Le corps de Louise Lame vaincue et fatiguée repose dans la flaque de sang. Le corsaire attentif comprend que l’heure est venue des représailles. Il s’apprête à sortir quand la sirène apparaît dans le salon. Il la saisit à bras le corps, la soulève et la jette à toute volée dans la rue, à travers une fenêtre. Les vitres volent en éclats et l’eau fait irruption dans le club : une eau bleue et bouillonnante, écumeuse, qui renverse les tables, les fauteuils, les buveurs. Corsaire Sanglot, durant ce temps, s’éloigne d’un quartier si paisible que le rêve y devient réalité. Son chemin est celui de la pensée, fougère à queue de paon.


Le Corsaire Sanglot réfléchit. Il se souvient d’un cadavre de femme et d’un salon où l’on buvait une douce liqueur... Il reprend le chemin du club des Buveurs de Sperme.

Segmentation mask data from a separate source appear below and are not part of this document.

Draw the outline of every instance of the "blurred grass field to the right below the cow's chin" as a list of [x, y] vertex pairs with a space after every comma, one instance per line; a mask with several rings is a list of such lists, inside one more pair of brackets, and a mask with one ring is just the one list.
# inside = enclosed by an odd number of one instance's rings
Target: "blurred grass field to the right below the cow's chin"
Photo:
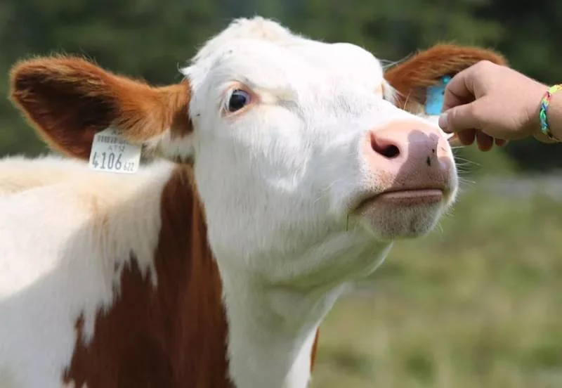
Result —
[[471, 186], [339, 300], [314, 388], [562, 387], [562, 202]]

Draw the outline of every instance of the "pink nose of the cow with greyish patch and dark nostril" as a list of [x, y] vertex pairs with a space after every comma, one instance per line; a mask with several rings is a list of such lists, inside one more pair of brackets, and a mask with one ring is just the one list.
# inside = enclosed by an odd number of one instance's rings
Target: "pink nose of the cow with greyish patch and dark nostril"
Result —
[[384, 186], [447, 186], [454, 162], [438, 127], [418, 120], [390, 122], [368, 131], [367, 168]]

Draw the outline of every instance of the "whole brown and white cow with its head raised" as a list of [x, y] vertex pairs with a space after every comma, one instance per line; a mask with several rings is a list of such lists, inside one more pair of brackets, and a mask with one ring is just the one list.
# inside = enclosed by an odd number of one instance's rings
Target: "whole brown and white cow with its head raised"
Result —
[[[60, 155], [0, 162], [1, 387], [307, 387], [346, 286], [455, 202], [424, 90], [480, 60], [504, 63], [440, 44], [385, 69], [256, 17], [177, 84], [15, 63], [11, 99]], [[100, 171], [100, 134], [137, 169]]]

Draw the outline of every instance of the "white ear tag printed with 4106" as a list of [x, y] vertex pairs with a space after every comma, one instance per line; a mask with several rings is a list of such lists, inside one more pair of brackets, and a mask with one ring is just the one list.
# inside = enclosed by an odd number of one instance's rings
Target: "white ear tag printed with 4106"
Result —
[[93, 136], [89, 166], [100, 172], [134, 174], [141, 163], [141, 146], [133, 145], [107, 128]]

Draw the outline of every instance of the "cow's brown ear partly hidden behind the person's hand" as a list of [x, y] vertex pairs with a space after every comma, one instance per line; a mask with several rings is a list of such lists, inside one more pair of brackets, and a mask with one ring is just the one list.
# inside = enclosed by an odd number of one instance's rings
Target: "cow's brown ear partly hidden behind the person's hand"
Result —
[[425, 103], [428, 86], [436, 84], [444, 75], [454, 76], [481, 60], [507, 66], [507, 60], [495, 51], [438, 44], [386, 70], [384, 78], [398, 91], [396, 104], [405, 110], [417, 112]]

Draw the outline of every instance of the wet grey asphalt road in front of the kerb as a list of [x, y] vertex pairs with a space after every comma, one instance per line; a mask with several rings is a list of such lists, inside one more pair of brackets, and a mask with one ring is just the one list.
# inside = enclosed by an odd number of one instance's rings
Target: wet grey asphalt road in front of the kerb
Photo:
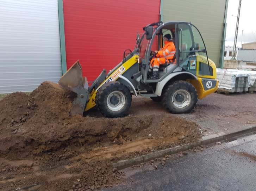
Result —
[[[105, 191], [253, 191], [256, 190], [256, 135], [207, 145], [142, 167], [124, 169], [124, 185]], [[157, 165], [157, 169], [155, 169]]]

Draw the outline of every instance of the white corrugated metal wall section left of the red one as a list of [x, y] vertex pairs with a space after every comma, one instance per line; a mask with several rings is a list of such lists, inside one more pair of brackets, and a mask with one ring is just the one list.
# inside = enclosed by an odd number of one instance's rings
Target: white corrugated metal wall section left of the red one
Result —
[[57, 0], [0, 0], [0, 94], [62, 75]]

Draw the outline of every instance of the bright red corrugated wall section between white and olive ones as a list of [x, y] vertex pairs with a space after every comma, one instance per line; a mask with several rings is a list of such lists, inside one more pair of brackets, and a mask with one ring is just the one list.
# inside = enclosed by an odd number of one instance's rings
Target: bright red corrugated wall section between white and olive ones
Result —
[[134, 49], [137, 31], [159, 21], [160, 0], [63, 0], [63, 12], [67, 69], [79, 60], [93, 81]]

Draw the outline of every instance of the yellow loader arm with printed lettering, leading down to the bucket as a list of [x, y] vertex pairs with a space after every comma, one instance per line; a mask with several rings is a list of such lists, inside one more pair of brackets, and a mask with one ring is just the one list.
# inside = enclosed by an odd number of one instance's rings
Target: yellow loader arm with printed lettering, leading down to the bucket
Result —
[[93, 108], [96, 105], [95, 96], [99, 88], [107, 82], [116, 81], [119, 78], [119, 75], [122, 75], [127, 69], [129, 69], [131, 66], [133, 66], [133, 64], [135, 64], [138, 61], [138, 58], [139, 58], [138, 55], [131, 57], [129, 60], [123, 63], [120, 67], [118, 67], [111, 75], [109, 75], [107, 79], [104, 82], [102, 82], [96, 90], [93, 90], [92, 93], [90, 94], [85, 111], [88, 111], [89, 109]]

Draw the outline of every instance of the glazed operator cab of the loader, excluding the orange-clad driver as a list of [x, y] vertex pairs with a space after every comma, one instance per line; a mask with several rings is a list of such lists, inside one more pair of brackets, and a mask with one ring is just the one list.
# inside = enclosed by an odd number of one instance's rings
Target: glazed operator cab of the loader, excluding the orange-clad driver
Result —
[[[135, 49], [139, 52], [139, 65], [143, 82], [158, 82], [170, 73], [188, 71], [198, 77], [214, 79], [212, 61], [208, 59], [205, 43], [199, 30], [187, 22], [157, 22], [143, 28], [145, 33], [137, 35]], [[158, 79], [150, 79], [150, 61], [155, 58], [155, 50], [164, 46], [163, 37], [170, 34], [176, 48], [172, 62], [160, 64]], [[214, 65], [214, 64], [212, 64]]]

Octavio Paz, Liberté sur parole, 1958

Grand monde

Dans chacun des chemins qui mènent à toi, il y a une question sans revers, une hache, une indication ambiguë dans son innocence, une coupe emplie de feu, une autre question qui n'est qu'une seule entaille, bien des viscosités luxueuses, un hallier de fallacieuses allusions entretissées.
  • Liberté sur parole (1958), Octavio Paz (trad. Jean-Clarence Lambert), éd. Gallimard, coll. « Poésie », 1966  (ISBN 2-07-031789-7), partie II. AIGLE OU SOLEIL ? (1949-1950), Aigle ou Soleil ? — Grand monde, p. 97


Récit de voyage

Guy de Maupassant, La Vie errante, 1890

Lassitude

[...] pas un ami qui dîne chez lui ou qui consente à dîner chez vous.
Quand on l’invite, il accepte à la condition qu’on banquettera sur la tour Eiffel. C’est plus gai. Et tous, comme par suite d’un mot d’ordre, ils vous y convient ainsi tous les jours de la semaine, soit pour déjeuner, soit pour dîner.
Dans cette chaleur, dans cette poussière, dans cette puanteur, dans cette foule de populaire en goguette et en transpiration, dans ces papiers gras traînant et voltigeant partout, dans cette odeur de charcuterie et de vin répandu sur les bancs, dans ces haleines de trois cent mille bouches soufflant le relent de leurs nourritures, dans le coudoiement, dans le frôlement, dans l’emmêlement de toute cette chair échauffée, dans cette sueur confondue de tous les peuples semant leurs puces sur les sièges et par les chemins, je trouvais bien légitime qu’on allât manger une fois ou deux, avec dégoût et curiosité, la cuisine de cantine des gargotiers aériens, mais je jugeais stupéfiant qu’on pût dîner, tous les soirs, dans cette crasse et dans cette cohue, comme le faisait la bonne société, la société délicate, la société d’élite, la société fine et maniérée qui, d’ordinaire, a des nausées devant le peuple qui peine et sent la fatigue humaine.